I wanted to google "huge banana" but I'm pretty sure all I'd get is dick pictures.
I need to surround myself with more reliable stoners...
You looked cold, so i decided to make you a blanket out of sticky notes.
What makeup look will say to the therapist 'I am a smart, well-adjusted young woman'?
we were running to make last call and you stopped me and said very seriously "if i fall, go on without me. just make sure theres a beer in my hand when you go"
All she was asking was for you to describe your coat so she could get it, but you kept yelling at her so the security threw you out.
We're not even buying beer. Just vodka. In pre-retrospect this was a bad idea but we're doing it anyway
Dad says your scarf isnt fooling anyone and u look like a douchebag, its literally the perfect time to tell him your gay
They're frat boys at heart and have sickly, dusty, rotting souls.
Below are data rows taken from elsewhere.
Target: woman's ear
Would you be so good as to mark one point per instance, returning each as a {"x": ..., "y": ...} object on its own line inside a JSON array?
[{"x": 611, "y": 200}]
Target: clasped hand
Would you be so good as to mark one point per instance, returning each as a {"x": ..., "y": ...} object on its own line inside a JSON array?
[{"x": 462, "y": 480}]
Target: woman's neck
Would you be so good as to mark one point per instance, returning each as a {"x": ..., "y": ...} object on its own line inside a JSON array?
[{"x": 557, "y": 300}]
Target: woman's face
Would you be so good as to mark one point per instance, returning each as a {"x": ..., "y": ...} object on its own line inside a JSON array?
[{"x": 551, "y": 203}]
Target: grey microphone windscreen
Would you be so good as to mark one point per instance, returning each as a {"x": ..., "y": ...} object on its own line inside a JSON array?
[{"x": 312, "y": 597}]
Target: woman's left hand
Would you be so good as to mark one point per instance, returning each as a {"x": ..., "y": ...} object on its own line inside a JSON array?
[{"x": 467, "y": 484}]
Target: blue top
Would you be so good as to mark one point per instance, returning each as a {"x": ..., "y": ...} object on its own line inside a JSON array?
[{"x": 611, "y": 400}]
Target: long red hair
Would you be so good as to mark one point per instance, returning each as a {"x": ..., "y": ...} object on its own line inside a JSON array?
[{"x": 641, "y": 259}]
Please make sure you have solid number of friends around you that wouldn't be afraid to break a bottle and stab someone. If you're planning on drinking all of that, you're going to need a safety net.
I can't believe you didn't come out. There was a duckling ON THE BAR!
At first I was nervous about leaving him my undergraduate legacy, but apparently he made out with lesbians, woke up with hickeys and a different shirt. My family name will survive.
She asked me to dress as captain planet for halloween and told me she was gonna suck the pollution out of my dick.
Totally just made a post sex emergency cupcake run. My life is awesome.
It's the first weekend of the school year and I'm already selling stuff for booze. Need a microwave?